Salehi Amiri on Thursday said the five-strong delegation is headed by Head of Iran’s Hajj and Pilgrimage Organization Hamid Mohammadi.
He added that Iran has seven major preconditions for dispatching pilgrims to Saudi Arabia this year, the most important of which is receiving guarantees that the safety and dignity of Iranian pilgrims will be preserved.
Last week, Ali Qazi-Askar, the representative of Leader of the Islamic Revolution in Hajj and pilgrimage affairs, confirmed that Iran has received an invitation from Saudi Arabia for talks on the 2017 Hajj pilgrimage, adding that a delegation will go to the kingdom for the negotiations.
More than 1.8 million faithful took part in last year’s Hajj, but Iranians stayed at home after tensions between Riyadh and Tehran boiled over following a deadly stampede during the 2015 pilgrimage.
On September 2, 2015, thousands of people lost their lives in a deadly crush after Saudi authorities blocked a road in Mina during a ritual, forcing large crowds of pilgrims to collide.

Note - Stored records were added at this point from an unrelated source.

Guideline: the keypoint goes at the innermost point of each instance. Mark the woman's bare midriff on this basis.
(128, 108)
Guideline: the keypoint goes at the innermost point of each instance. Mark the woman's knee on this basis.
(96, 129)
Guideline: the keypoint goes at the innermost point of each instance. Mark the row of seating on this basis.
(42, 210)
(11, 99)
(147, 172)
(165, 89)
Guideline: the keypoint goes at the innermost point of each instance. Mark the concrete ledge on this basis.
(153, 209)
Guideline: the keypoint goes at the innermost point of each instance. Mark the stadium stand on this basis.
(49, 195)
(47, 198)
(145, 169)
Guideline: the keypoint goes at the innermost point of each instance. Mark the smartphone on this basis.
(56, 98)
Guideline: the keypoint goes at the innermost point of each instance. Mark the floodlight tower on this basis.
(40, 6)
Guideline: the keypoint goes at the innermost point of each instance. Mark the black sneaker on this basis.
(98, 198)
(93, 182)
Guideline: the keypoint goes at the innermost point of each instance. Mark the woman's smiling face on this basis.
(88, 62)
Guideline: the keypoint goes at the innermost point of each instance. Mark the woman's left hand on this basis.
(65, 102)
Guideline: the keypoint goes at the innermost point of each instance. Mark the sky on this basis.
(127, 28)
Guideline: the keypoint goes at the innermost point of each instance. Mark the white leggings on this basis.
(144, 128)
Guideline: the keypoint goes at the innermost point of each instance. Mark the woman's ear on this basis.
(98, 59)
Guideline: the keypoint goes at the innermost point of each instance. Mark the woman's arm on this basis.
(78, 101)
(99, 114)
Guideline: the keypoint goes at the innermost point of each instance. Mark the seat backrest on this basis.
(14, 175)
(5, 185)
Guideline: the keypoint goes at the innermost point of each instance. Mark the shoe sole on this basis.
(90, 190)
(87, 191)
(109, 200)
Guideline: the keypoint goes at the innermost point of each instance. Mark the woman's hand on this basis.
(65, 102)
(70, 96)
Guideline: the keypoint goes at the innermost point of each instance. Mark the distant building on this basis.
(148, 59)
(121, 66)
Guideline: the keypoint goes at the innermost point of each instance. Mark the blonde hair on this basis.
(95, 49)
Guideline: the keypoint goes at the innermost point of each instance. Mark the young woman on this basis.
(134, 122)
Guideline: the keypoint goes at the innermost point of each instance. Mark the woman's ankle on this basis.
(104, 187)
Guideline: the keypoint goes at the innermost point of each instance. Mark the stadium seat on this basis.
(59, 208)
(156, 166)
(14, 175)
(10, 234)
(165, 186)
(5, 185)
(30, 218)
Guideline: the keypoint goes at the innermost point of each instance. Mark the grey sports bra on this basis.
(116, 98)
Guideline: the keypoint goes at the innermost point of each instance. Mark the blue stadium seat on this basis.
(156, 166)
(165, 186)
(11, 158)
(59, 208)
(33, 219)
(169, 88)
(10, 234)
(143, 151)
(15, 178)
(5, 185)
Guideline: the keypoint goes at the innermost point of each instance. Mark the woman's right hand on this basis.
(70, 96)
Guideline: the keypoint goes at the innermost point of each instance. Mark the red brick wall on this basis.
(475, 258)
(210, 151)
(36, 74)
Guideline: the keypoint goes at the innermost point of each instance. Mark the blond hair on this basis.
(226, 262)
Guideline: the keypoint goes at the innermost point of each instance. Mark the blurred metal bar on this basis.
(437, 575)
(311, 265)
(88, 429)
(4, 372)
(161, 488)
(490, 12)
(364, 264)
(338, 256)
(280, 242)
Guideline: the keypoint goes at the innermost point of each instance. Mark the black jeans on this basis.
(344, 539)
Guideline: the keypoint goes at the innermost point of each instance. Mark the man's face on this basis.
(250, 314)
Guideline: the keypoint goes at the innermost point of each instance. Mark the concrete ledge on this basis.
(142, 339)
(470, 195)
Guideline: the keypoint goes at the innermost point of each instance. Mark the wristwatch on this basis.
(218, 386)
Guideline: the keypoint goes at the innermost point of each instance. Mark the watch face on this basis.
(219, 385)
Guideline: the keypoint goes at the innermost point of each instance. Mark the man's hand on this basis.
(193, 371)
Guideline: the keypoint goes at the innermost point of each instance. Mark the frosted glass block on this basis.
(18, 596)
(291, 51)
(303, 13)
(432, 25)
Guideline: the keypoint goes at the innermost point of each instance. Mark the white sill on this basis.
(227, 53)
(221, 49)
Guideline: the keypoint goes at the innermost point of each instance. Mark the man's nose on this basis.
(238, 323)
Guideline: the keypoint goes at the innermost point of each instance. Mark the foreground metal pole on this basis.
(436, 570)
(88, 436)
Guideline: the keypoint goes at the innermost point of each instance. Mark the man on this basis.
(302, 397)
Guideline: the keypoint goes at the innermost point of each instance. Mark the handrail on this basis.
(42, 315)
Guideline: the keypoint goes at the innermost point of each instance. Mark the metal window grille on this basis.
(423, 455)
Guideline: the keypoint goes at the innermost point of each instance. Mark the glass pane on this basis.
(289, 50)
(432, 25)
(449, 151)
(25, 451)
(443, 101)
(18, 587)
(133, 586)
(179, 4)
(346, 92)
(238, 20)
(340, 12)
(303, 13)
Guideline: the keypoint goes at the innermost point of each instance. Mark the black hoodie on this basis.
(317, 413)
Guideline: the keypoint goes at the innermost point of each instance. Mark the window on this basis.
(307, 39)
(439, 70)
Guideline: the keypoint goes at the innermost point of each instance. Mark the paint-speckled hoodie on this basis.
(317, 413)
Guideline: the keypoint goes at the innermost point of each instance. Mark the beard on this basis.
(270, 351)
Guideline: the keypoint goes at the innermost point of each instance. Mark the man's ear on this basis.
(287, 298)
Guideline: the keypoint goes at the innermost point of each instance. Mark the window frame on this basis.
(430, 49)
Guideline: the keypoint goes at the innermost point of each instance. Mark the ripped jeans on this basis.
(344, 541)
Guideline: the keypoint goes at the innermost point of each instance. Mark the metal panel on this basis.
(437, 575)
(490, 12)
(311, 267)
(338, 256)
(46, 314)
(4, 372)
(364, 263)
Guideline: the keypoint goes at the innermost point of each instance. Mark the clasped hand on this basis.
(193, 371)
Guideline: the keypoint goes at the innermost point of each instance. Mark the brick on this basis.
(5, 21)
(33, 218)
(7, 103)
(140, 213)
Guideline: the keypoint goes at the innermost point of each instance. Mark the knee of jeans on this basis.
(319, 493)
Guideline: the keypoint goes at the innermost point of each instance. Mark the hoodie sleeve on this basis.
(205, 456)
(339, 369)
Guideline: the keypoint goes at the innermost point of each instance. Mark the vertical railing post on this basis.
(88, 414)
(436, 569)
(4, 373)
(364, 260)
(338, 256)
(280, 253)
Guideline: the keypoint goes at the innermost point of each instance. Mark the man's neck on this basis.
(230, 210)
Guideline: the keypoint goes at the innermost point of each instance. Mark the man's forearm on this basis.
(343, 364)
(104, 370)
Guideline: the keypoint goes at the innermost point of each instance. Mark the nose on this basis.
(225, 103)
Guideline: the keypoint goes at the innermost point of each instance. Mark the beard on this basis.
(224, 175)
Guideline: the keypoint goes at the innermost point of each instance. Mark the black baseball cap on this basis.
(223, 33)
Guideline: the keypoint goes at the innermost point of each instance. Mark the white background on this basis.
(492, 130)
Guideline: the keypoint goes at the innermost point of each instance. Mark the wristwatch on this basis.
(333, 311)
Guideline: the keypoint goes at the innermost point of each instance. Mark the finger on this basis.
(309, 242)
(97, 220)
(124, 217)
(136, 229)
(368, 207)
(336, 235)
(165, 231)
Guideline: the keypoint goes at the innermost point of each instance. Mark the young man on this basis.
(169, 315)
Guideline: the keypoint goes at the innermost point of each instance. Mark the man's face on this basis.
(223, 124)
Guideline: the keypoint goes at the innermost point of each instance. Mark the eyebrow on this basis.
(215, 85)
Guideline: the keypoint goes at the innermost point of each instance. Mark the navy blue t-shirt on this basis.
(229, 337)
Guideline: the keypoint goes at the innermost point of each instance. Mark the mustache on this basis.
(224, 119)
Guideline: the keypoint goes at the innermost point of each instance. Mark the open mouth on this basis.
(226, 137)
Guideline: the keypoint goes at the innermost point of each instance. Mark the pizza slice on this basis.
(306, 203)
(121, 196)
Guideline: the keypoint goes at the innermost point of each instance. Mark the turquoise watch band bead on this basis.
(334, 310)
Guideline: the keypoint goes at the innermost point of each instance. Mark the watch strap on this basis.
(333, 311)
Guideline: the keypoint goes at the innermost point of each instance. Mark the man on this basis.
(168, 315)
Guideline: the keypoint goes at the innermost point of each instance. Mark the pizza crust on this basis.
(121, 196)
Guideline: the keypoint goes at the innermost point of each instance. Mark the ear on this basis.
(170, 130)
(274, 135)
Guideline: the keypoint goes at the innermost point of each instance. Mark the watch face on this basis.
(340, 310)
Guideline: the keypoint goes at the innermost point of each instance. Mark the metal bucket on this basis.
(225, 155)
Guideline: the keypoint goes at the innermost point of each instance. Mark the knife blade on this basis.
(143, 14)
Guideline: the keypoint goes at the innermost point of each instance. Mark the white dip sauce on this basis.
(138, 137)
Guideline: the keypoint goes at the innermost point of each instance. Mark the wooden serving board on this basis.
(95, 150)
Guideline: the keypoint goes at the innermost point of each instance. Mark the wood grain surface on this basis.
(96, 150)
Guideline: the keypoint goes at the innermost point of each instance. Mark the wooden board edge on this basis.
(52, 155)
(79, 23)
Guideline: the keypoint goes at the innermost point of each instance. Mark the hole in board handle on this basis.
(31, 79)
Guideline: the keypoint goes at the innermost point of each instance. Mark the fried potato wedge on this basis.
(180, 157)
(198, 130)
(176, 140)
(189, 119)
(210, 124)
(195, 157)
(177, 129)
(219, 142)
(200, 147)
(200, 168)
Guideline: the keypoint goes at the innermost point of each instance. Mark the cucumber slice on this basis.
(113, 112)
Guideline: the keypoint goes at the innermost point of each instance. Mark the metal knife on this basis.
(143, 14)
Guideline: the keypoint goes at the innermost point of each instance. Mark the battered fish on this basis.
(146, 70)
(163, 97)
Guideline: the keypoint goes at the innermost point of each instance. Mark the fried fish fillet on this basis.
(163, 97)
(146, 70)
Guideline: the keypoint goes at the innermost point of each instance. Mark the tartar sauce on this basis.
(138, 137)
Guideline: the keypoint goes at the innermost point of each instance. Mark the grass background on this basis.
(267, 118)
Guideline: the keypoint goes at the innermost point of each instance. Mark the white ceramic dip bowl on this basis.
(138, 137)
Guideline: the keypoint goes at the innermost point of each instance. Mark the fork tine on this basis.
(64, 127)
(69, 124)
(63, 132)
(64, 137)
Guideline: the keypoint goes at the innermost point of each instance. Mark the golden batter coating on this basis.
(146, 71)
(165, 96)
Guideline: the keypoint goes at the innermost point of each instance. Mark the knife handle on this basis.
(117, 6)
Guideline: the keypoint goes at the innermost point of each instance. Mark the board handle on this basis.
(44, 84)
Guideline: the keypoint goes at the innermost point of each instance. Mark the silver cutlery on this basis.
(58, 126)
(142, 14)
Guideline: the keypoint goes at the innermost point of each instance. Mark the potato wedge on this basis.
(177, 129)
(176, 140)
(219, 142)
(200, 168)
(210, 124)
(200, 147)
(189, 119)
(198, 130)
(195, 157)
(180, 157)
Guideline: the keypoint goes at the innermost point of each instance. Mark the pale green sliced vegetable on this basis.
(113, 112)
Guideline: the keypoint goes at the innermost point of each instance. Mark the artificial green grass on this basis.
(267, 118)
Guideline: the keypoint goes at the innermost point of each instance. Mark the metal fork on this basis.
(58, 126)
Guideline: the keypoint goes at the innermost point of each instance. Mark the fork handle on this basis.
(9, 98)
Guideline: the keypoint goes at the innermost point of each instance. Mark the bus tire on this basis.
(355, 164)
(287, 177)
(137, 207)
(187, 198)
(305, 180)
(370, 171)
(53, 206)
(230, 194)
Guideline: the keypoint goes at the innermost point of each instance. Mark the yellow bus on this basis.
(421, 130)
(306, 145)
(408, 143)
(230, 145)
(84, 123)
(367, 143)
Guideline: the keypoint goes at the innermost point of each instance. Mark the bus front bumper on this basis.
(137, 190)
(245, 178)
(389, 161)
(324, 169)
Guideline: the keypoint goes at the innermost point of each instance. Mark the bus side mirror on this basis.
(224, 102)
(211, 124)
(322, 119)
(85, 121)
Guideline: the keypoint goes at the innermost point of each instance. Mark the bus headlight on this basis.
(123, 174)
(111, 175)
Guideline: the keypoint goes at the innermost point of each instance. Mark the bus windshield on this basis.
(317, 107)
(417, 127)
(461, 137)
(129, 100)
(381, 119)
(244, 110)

The crush was the deadliest incident in the history of the pilgrimage. According to an Associated Press count based on official statements from the 36 countries that lost citizens in the disaster, more than 2,400 pilgrims were killed in the incident.
Saudi Arabia claims nearly 770 people were killed in the incident, but officials at Iran’s Hajj and Pilgrimage Organization say about 4,700 people, including over 460 Iranian pilgrims, lost their lives.